6 Comments

There’s a Relational Database in Your Unix CLI

Did you know that there’s a relational database hiding in your Unix shell? There really is, it turns out.

A friend of mine was recently telling me about his discovery of the join command, which allows you to combine data from multiple files that contain tabular data. Let’s take a closer look.

Examples

For these examples, I’ll be using two files.

courses.csv:

CIS 162,Computer Science I
CIS 163,Computer Science II
CIS 263,Data Structures and Algorithms
MTH 225,Discrete Structures I
MTH 325,Discrete Structures II
CIS 351,Computer Organization
STA 215,Introductory Applied Statistics

and enrollments.csv:

Alice,CIS 351
Alice,CIS 263
Alice,MTH 325
Bob,CIS 163
Bob,MTH 225
Ryan,CIS 351
Ryan,MTH 325
Ryan,WRT 350
James,WRT 350

Inner Join

By default, the join command behaves as an INNER JOIN does in SQL. That is, each pair of matching lines from both files will be printed, but no additional lines from either file that may have matched.

To illustrate this, let’s find the names of all of the courses where each student is enrolled:

# join -t , -1 2 -2 1 <(sort -t , -k 2 enrollments.csv) <(sort -t , -k 1 courses.csv)

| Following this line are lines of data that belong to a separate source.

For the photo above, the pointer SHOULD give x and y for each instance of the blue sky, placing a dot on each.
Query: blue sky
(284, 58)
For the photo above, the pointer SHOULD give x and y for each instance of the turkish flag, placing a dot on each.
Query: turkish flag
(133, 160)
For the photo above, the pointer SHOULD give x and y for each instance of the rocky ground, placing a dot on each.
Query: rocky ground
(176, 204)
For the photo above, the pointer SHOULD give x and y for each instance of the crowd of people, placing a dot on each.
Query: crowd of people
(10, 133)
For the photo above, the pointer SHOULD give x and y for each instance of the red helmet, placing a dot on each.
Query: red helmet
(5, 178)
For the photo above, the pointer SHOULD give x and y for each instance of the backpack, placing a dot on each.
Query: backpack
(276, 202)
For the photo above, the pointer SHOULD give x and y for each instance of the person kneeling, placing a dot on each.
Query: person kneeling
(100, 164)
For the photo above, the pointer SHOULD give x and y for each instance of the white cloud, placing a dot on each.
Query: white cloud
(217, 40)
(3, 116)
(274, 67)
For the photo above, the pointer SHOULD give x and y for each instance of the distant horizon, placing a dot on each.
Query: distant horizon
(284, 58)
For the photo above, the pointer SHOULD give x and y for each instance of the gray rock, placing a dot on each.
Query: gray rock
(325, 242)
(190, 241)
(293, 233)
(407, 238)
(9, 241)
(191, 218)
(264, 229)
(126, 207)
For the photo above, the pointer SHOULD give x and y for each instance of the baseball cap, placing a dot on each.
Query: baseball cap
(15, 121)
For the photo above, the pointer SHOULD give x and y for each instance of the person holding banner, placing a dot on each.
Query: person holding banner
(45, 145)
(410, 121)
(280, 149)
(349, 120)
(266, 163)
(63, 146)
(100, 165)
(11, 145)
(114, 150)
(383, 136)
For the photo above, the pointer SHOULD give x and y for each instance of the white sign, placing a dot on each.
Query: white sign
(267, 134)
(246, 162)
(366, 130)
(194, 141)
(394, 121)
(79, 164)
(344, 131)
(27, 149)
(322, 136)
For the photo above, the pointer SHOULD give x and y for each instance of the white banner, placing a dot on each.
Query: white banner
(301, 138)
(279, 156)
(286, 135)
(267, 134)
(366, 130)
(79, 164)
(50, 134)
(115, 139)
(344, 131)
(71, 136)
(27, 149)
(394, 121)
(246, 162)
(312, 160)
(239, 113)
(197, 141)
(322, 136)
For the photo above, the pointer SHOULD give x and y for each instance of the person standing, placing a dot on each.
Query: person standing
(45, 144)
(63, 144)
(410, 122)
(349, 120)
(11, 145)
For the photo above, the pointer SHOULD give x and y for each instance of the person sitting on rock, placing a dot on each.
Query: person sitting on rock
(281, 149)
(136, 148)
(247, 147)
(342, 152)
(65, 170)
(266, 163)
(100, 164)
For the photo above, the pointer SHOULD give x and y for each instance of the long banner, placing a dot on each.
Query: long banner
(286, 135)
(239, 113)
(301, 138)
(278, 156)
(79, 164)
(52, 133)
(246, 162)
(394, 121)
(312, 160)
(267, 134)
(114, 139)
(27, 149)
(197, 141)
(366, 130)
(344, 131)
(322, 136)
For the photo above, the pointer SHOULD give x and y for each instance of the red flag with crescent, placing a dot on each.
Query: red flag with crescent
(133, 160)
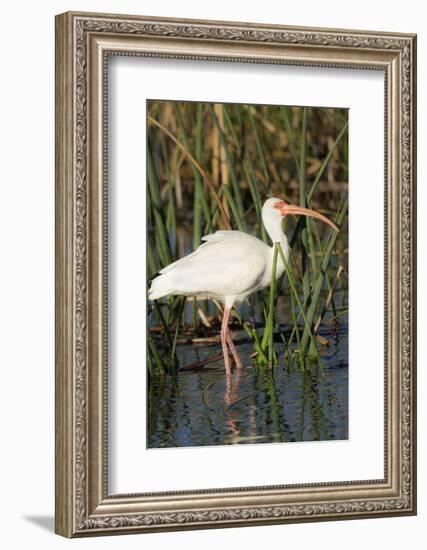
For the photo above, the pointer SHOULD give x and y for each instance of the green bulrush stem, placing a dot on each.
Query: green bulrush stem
(303, 203)
(238, 207)
(290, 133)
(295, 292)
(258, 143)
(150, 365)
(165, 327)
(155, 201)
(326, 162)
(267, 341)
(198, 191)
(311, 312)
(155, 354)
(253, 188)
(200, 202)
(234, 208)
(316, 181)
(173, 357)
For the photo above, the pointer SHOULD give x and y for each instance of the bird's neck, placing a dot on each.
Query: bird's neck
(277, 235)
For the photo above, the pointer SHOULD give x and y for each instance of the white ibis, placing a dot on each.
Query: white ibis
(230, 266)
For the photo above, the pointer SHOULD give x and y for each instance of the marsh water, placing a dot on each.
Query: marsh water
(202, 407)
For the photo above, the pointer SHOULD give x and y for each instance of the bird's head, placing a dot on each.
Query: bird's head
(277, 209)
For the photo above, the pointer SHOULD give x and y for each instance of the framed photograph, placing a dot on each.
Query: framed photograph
(235, 274)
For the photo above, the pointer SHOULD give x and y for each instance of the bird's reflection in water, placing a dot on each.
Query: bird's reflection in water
(250, 405)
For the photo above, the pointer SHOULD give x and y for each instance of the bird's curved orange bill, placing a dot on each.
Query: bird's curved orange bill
(287, 209)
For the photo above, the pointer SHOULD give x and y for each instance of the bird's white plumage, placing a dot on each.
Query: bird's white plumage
(228, 266)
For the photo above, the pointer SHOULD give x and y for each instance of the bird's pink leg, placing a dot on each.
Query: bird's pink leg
(234, 350)
(224, 334)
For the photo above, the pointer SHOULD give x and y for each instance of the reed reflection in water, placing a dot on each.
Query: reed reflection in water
(202, 407)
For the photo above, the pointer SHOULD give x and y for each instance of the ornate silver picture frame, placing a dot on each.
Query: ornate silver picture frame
(84, 42)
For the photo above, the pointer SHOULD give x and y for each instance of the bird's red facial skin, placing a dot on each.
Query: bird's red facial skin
(286, 209)
(279, 205)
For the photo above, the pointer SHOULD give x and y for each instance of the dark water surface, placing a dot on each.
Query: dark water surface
(193, 408)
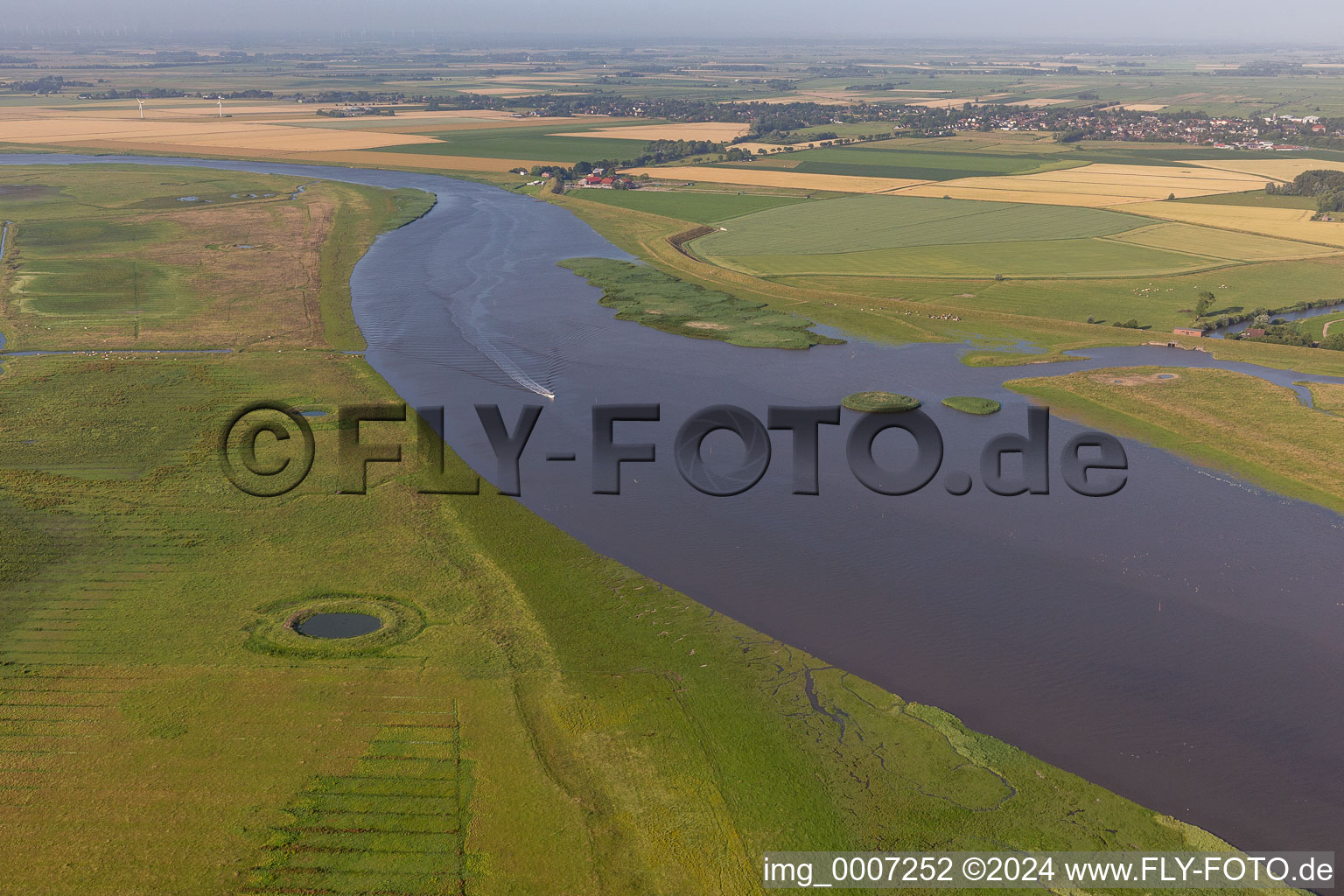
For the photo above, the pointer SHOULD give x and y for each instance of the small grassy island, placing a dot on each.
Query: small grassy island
(972, 404)
(880, 402)
(647, 296)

CIS 163,Bob,Computer Science II
CIS 263,Alice,Data Structures and Algorithms
CIS 351,Alice,Computer Organization
CIS 351,Ryan,Computer Organization
MTH 225,Bob,Discrete Structures I
MTH 325,Alice,Discrete Structures II
MTH 325,Ryan,Discrete Structures II
# 

You'll notice that it doesn't include anything about WRT 350, which has no description in courses.csv. Similarly, it doesn't list anything about CIS 162, which nobody is taking.

Since you're likely wondering, I think now's a good time to describe what those flags mean.

FlagDescription
-t ,Use commas as the field separator
-1 2Join using the second column of the first input file
-2 1And the first column of the second file
<(sort -t , -k 2 enrollments.csv)The `join` command wants its inputs to be sorted by the join key. This command sorts the enrollments file based on course number.
<(sort -t , -k 1 courses.csv)Also sort the courses file

I'll also point out the <(sort ...) syntax, in case you aren't familiar with it. It's similar to other shell piping operators, except it doesn't pipe the output of the sort command to the standard input of join. Instead, it creates a new file handle, and a UNIX path is substituted into its place for the arguments to join. It looks something like /dev/fd/11 on my machine.

Outer join

Instead, imagine that we want to output all of the lines from enrollments.csv, regardless of whether we have a course description in courses.csv. In SQL, we'd use an outer join for this. Sure enough, join supports this too, via another flag.

The flag to use is -a 1, which indicates that we should show all lines from File 1. (We could alternatively specify -a 2 if we wanted to include all lines from the second file.)

# join -t , -1 2 -2 1 -a 1 <(sort -t , -k 2 enrollments.csv) <(sort -t , -k 1 courses.csv)


CIS 163,Bob,Computer Science II
CIS 263,Alice,Data Structures and Algorithms
CIS 351,Alice,Computer Organization
CIS 351,Ryan,Computer Organization
MTH 225,Bob,Discrete Structures I
MTH 325,Alice,Discrete Structures II
MTH 325,Ryan,Discrete Structures II
James,WRT 350
Ryan,WRT 350
# 

Excluding matches

What if we actually wanted to find all the courses where nobody has enrolled? In SQL, this would be akin to doing an outer join and constraining one table's ID to null.

To achieve this, join provides us with the -v flag. You specify a file number along with it, and then join will only print out the lines from that file that could not be paired with any lines in the other file.

Here it goes:

# join -t , -1 2 -2 1 -v 2 <(sort -t , -k 2 enrollments.csv) <(sort -t , -k 1 courses.csv)

CIS 162,Computer Science I STA 215,Introductory Applied Statistics #

Side note: It's actually possible to specify both files with multiple -v flags. The output is probably less useful to a machine.

Other SQL-like tools in the Unix toolbox

Unix offers other tools that have analogs to what SQL gives us. I've thought of a few:

CommandSQL analog
awkSELECT
grepWHERE
uniqSELECT DISTINCT
sumSUM()

Can you think of others? Leave some suggestions in the comments!

Conclusion

I'm not really sure when or why I'll end up using this, but it's pretty cool to know it's there. Even after over a decade of using the Unix command line, I'm still surprised by it.